I have a large set of PolyData shapes and I want to randomly sample from a list of them and place them in a bounded region in space, and don’t want them to overlap. They are generally the same size and all have zero origin.
Does anyone have an example of having dome something like this? I use the python bindings generally.
I think the easy part would be to create a mesh label for each object to number the objects and use append filter to create one cloud, or just do that individually.
I think it would also be easy to randomly sample a coordinate location in a box and translate each object.
I am not sure though how you would choose a random orientation and them make sure no objects intersect.
maybe particle packing has something interesting to say, which would also be an interesting to pack the objects as close together in some random fashion without intersection.
If you have just a couple of hundred shapes then the simplest is probably to create one model node for each shape.
If you don’t need optimal filling of available space then you can determine common bounding sphere size, use a simple sphere packing scheme to designate sphere center positions, and randomize the orientation. You can position and orient models using a transform. If you need more sophisticated packing methods then I’m sure you can find many in scientific papers and maybe there are open-source implementations (e.g., used for 3D printing from powder).
- That’s an optimization problem;
- It’s NP complete, since orientation can vary.
Given that, you’re better off with some stochastic approach such as Annealing or Genetic Algorithm, which don’t guarantee the best solution, but good enough solutions. Also, you can resort to some heuristic, which also don’t assure the best fit but fair enough arrangements.
https://delta1epsilon.github.io/2016/3D-bin-packing-problem-in-R/ (if orientation is fixed (NP-hard))
https://stackoverflow.com/questions/51482610/3d-bpp-algorithm-in-python (if orientation can vary)
@lassoan what if it’s over 1000 shapes?
@Paulo_Carvalho I think I came up with a simple solution because I don’t really care if they are packed tightly.

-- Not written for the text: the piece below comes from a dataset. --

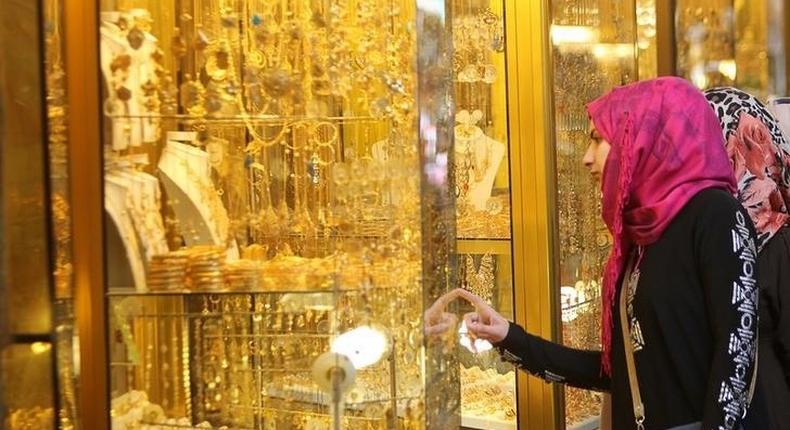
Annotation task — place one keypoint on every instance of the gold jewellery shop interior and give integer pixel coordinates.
(233, 214)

create a bounding sphere from the bounding box diagonal. I am sure there is an mini-ball implementation out there,and could do it iteratively/recusively, (Maybe a decent feature to add to vtk If I randomly get a bunch of extra time.)
I could then randomly rotate the sphere shape and apply it to the object contained by it and place the sphere in a box. and because I selected the object randomly, even if the placement in the box is semi-structured it would semi-representative I think.
A more complicated idea would be to simulate each shape with gravity and pour them into the box.
Kurt, what you seek is in the realm of computational geometry and physics, for which there are specialized libraries like CGAL and physics engines like React. I think you’re more likely to find answers in game dev communities ou there.